WDR: Einige Skeptiker haben Angst, dass ein RNA-Impfstoff – wie der von Biontech und Pfizer– Einfluss auf das eigene Erbgut hat. Was sagen Sie dazu?

Henn: Das ist schlicht sachlich falsch. Dafür gibt es überhaupt gar keinen biologischen Mechanismus. Ich selber werde mich sobald wie möglich impfen lassen. Und ich kenne keinen Genetiker, der das anders sieht.

Wenn ich die Wahl habe zwischen einem RNA-Impfstoff und einem konventionellen Impfstoff – den wird es ja auch bald geben –, dann werde ich persönlich den RNA-Impfstoff nehmen.

Das Interview führte Christina Höwelhans.

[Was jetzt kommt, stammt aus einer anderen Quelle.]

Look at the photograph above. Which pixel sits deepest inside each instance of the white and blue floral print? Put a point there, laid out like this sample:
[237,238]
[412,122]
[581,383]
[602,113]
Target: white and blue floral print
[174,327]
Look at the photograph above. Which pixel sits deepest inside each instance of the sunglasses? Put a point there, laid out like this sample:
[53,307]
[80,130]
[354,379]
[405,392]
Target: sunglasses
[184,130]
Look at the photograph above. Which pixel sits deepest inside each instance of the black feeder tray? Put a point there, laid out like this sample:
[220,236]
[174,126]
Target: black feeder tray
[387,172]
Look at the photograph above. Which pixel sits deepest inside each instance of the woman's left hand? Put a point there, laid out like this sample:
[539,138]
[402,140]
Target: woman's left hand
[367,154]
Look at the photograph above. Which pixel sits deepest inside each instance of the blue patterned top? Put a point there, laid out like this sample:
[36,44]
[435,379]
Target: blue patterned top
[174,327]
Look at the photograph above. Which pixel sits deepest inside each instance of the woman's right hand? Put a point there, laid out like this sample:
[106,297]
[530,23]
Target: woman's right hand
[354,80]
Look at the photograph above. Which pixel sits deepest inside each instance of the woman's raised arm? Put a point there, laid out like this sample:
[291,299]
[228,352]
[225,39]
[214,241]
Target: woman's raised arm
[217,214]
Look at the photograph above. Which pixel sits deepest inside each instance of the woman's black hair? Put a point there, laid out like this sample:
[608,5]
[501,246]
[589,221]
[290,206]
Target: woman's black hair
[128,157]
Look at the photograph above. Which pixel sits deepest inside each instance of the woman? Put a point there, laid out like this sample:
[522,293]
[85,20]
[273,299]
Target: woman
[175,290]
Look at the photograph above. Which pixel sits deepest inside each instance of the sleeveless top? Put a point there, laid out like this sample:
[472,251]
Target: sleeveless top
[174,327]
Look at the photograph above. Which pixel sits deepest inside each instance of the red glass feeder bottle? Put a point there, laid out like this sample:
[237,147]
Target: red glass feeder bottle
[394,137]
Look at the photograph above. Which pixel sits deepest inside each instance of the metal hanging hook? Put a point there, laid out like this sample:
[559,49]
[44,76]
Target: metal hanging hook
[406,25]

Effekt dieser ganzen Kampagne ist nun auf jeden Fall, dass einmal mehr ein großes Forum eröffnet ist, in dem diejenigen, die ein kritikloses Sich-Impfen-Lassen propagieren, sich breit in Szene setzen: Der Impfstoff sei ausreichend sicher, genügend getestet – und Herr Prof. Henn wird auf jeden Fall den RNA-Impfstoff bevorzugen.

Ob Herr Prof. Dr. Henn wirklich so bescheuert sein wird, sich diesen unerprobten Mist in den Arm oder sonstwohin jagen zu lassen, das werden wir alle nicht wirklich beurteilen können.

Es erinnert ein wenig an die Werbekampagnen, die Edward Bernays, der skrupellose Neffe des skrupellosen Sigmund Freud (https://oedipus-online.de) angezettelt hat: Im Auftrag eines Schinkenfabrikanten verschickte er Fragebögen an Ärzte. Darin wurde manipulativ suggeriert, dass gebackener Schinken ein gesundes, herzhaftes Frühstück sei. Die entsprechenden „Umfrageergebnisse“ wurden publiziert. Der Schinkenkonsum ging danach in die Höhe. Ebenso das Durchschnittsgewicht der AmerikanerInnen.

Auf ähnliche Weise brachte Bernays Ärzte dazu, sich zu einem Konsum von Lucky-Strike Zigaretten zu bekennen. Damit wurde quasi unterstellt, dass der Konsum von Lucky-Strike geradezu förderlich für die Gesundheit sei. Die Umfrageergebnisse wurden publiziert – der Umsatz von Lucky-Strike stieg an. Ebenso die Zahl der Lungenkrebserkrankungen.

Deshalb: Wir wissen nicht, was Ihre jeweiligen Hausärzte empfehlen. Herr Prof. Dr. Henn empfiehlt Ihnen jedenfalls die RNA-Impfung. So hatten seine Kollegen schon zuvor den gebratenen Schinken als „herzhaftes Frühstück“ empfohlen – mit Folgen für die durchschnittliche Fettleibigkeit. Henns Kollegen hatten auch schon die Lucky-Strike als Zutat für einen besonders gesunden, tiefen Atemzug empfohlen – mit Folgen für die Ausbreitung von Lungenkrebs.

Sieh mir fest in die Augen! Vertraue mir!